Une plainte contre TF1, France 2 et RMC
Lilian, comme son employeur Michel Catalano, a pris un avocat pour - malgré tout - faire valoir ses droits de victime. Il a également déposé plainte contre plusieurs médias : TF1, France 2 et RMC. Lilian les accuse d'avoir révélé en direct qu'il était caché dans l'imprimerie. Une plainte pour mise en danger de la vie d'autrui.
"Ils [les frères Kouachi] étaient dans la pièce juste à côté de la mienne. Ils pensaient avoir relâché tout le monde. Ils n’avaient plus de moyens de s’enfuir et se retrouvaient dos au mur. Et là, on leur apprend qu’ils ont encore en fait un moyen de pression. Ils avaient accès à des ordinateurs et à la radio. J’ai juste eu la chance qu’ils ne se soient pas branchés sur ces médias qui ont mis ma vie en danger. Tout cela était en direct. Or il n’y avait aucune urgence. La seule urgence, c’était de me sauver la vie, pas de révéler au monde entier que j’étais caché à l’intérieur et forcément très vulnérable. La révélation de cette information aurait pu attendre le soir ou le lendemain. C’est une question de bon sens. Il faut réfléchir 30 secondes dans ce type de situation. La course à l’information ne fera pas avancer le monde. Une bonne information, c’est une information fiable et donnée au bon moment. Là, c’était une information moyennement fiable et donnée au très mauvais moment. Tout ce qu’il ne faut pas" , lance Lilian Lepère avec véhémence, toujours amer un an après.

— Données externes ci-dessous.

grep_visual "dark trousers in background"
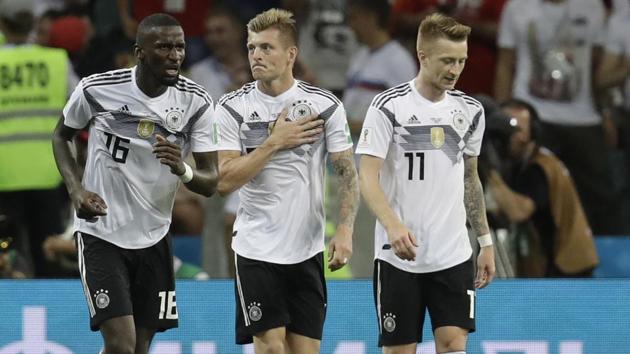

Cette plainte contre trois médias a peu de chance d'aboutir mais Lilian et son avocat espèrent au moins avec cette démarche soulever des questions, faire réfléchir les journalistes à leur obligation de prudence et de sécurité.
Prochain rendez-vous public pour le jeune graphiste : la remise de la légion d’honneur. Il se dit très honoré de figurer dans la promotion du 31 décembre 2015 aux côtés d’autres survivants des attentats. Il sera élevé au rang de chevalier.